Apple Pests - Know the Difference Between the Codling Moth and the Apple Maggot!

There are two significant insect pests that attack apples:  The Codling Moth is a native insect that has been around forever, though problematic, it does not destroy the entire fruit, it's possible to manage and live with.  The Apple Maggot, a more recent arrival to some sites in the Klamath Trinity region, is far more damaging and often renders the fruit un usable for eiher fresh eating or processing.  This pest exists in our area, but not everywhere, so if you have it it is very important to avoid spreading it by moving your fruit.

codling-moth.JPGThe Codling Moth, Cydia pomonella,  is a common pest that bores into the fruit (including apples, pears and walnuts), eats the seed, and exits; sometimes you will find the "worm: (actually a caterpillar) in the fruit, sometimes just the trail and frass.  This is a native insect that has been around for years, and while it causes significant damage, the fruit can still be sliced for fresh eating or processed for cider or preserves.   Populations fluctuate, so there are good years and bad years.  As with most pests, there is no "magic bullet", and it is necessary to employ several strategies - Clean up "strikes" (infected fruit) and dispose of by burying or composting thoroughly in a hot pile.  Place confusion pheromone lures in trees to disrupt mating and reduce adult populations.   Further control methods include the application of granliosis virus ((Cyd-Ex), Spinosad insecticide, and kaolin clay directly to fruit (Surround) though these methods tend to e feasible only for commercial scale growers.  

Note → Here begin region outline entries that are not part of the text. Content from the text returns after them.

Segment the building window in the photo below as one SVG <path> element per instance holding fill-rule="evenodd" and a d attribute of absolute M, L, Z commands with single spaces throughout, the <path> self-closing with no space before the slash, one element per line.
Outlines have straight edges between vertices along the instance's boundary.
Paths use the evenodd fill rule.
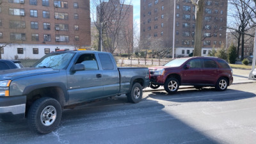
<path fill-rule="evenodd" d="M 44 42 L 51 42 L 51 35 L 44 34 Z"/>
<path fill-rule="evenodd" d="M 55 40 L 56 42 L 68 42 L 69 41 L 69 36 L 68 35 L 56 35 Z"/>
<path fill-rule="evenodd" d="M 30 10 L 30 17 L 37 17 L 37 10 Z"/>
<path fill-rule="evenodd" d="M 179 27 L 180 26 L 180 22 L 176 22 L 176 26 Z"/>
<path fill-rule="evenodd" d="M 75 40 L 76 41 L 79 41 L 79 36 L 75 36 Z"/>
<path fill-rule="evenodd" d="M 68 19 L 68 13 L 58 13 L 55 12 L 55 19 Z"/>
<path fill-rule="evenodd" d="M 74 26 L 74 28 L 75 28 L 76 31 L 78 31 L 78 29 L 79 29 L 78 26 Z"/>
<path fill-rule="evenodd" d="M 24 9 L 9 8 L 9 14 L 13 15 L 25 15 Z"/>
<path fill-rule="evenodd" d="M 184 11 L 190 11 L 191 7 L 190 6 L 183 6 L 183 10 Z"/>
<path fill-rule="evenodd" d="M 26 40 L 26 33 L 10 33 L 11 40 Z"/>
<path fill-rule="evenodd" d="M 78 3 L 74 3 L 74 8 L 78 8 Z"/>
<path fill-rule="evenodd" d="M 42 0 L 42 6 L 49 6 L 49 0 Z"/>
<path fill-rule="evenodd" d="M 33 48 L 33 54 L 38 54 L 38 48 Z"/>
<path fill-rule="evenodd" d="M 44 18 L 50 18 L 50 12 L 43 11 L 43 17 Z"/>
<path fill-rule="evenodd" d="M 18 54 L 23 54 L 23 48 L 17 48 Z"/>
<path fill-rule="evenodd" d="M 211 45 L 211 40 L 205 40 L 204 41 L 204 45 Z"/>
<path fill-rule="evenodd" d="M 183 15 L 183 19 L 190 20 L 190 15 Z"/>
<path fill-rule="evenodd" d="M 31 34 L 31 41 L 39 41 L 39 35 L 37 33 Z"/>
<path fill-rule="evenodd" d="M 23 20 L 10 20 L 9 26 L 11 29 L 25 29 L 25 21 Z"/>
<path fill-rule="evenodd" d="M 68 31 L 68 24 L 56 24 L 55 30 L 56 31 Z"/>
<path fill-rule="evenodd" d="M 30 5 L 37 5 L 37 0 L 29 0 Z"/>
<path fill-rule="evenodd" d="M 30 22 L 31 29 L 38 29 L 38 22 Z"/>
<path fill-rule="evenodd" d="M 44 49 L 44 53 L 45 54 L 50 53 L 50 49 Z"/>
<path fill-rule="evenodd" d="M 51 30 L 51 24 L 44 22 L 44 29 Z"/>
<path fill-rule="evenodd" d="M 152 3 L 148 3 L 148 8 L 151 8 L 152 7 Z"/>

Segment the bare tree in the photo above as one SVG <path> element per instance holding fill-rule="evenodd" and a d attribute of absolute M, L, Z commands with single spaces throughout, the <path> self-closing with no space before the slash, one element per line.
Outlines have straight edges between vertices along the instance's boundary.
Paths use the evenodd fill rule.
<path fill-rule="evenodd" d="M 195 38 L 194 56 L 202 54 L 202 32 L 203 28 L 204 0 L 190 0 L 195 6 Z"/>
<path fill-rule="evenodd" d="M 251 0 L 232 0 L 230 4 L 234 7 L 233 12 L 231 12 L 231 17 L 235 19 L 235 28 L 228 27 L 229 29 L 234 30 L 238 33 L 236 35 L 237 38 L 237 53 L 239 52 L 241 45 L 241 58 L 244 59 L 244 47 L 246 32 L 250 30 L 252 27 L 250 26 L 252 17 L 254 17 L 253 10 L 252 10 L 245 3 L 252 3 Z M 239 55 L 237 55 L 238 56 Z"/>
<path fill-rule="evenodd" d="M 131 0 L 92 0 L 92 19 L 99 33 L 104 35 L 107 45 L 104 51 L 113 53 L 121 38 L 121 30 L 125 26 L 125 18 L 130 12 Z M 132 12 L 132 11 L 131 12 Z M 100 30 L 101 29 L 101 30 Z M 100 49 L 102 36 L 99 37 Z"/>

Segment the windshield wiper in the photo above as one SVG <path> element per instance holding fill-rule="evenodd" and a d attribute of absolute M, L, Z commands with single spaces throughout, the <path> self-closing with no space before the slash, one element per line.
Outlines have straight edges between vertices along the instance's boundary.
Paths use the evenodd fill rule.
<path fill-rule="evenodd" d="M 46 66 L 40 66 L 40 67 L 42 67 L 42 68 L 51 68 L 51 67 L 46 67 Z"/>

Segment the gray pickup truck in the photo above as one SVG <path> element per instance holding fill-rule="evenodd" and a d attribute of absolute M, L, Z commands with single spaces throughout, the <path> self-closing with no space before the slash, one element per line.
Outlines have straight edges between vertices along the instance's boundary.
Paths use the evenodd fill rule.
<path fill-rule="evenodd" d="M 32 130 L 49 133 L 69 106 L 122 94 L 137 103 L 148 85 L 147 68 L 118 68 L 110 53 L 52 52 L 31 68 L 0 70 L 0 118 L 26 117 Z"/>

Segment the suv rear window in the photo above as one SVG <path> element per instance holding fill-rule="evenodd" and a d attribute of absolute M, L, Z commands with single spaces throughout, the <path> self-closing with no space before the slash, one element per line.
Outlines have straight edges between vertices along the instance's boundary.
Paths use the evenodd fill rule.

The Pest Notes bulletin from UC Davis provides a succinct description of the Codling Moth life cycle and control.  This UC Pest Management Guide is more detailed and includes links to their website for more information.


AppleMaggot.JPGThe Apple Maggot, Rhagoletis pomonella, is a serious pest that completely destroys fruit that it infects - It is present in some, but not all, of the Klamath Trinity region.  IF YOU HAVE THIS PEST IT IS CRITICAL THAT YOU DO NOT SPREAD IT BY MOVING YOUR FRUIT AROUND!!!!    If you have the apple maggot DO NOT move your fruit from your site - it is not good for juice or preserves and you will only be infecting other site with the pest.  Populations can be reduced by thoroughly cleaning and burying infested fruit.  If you are not using the fruit consider removing the tree(s) that are infested rather than harbor and propagate a serious pest.   This UC Pest Management Guide has more detailed information on the Apple Maggot.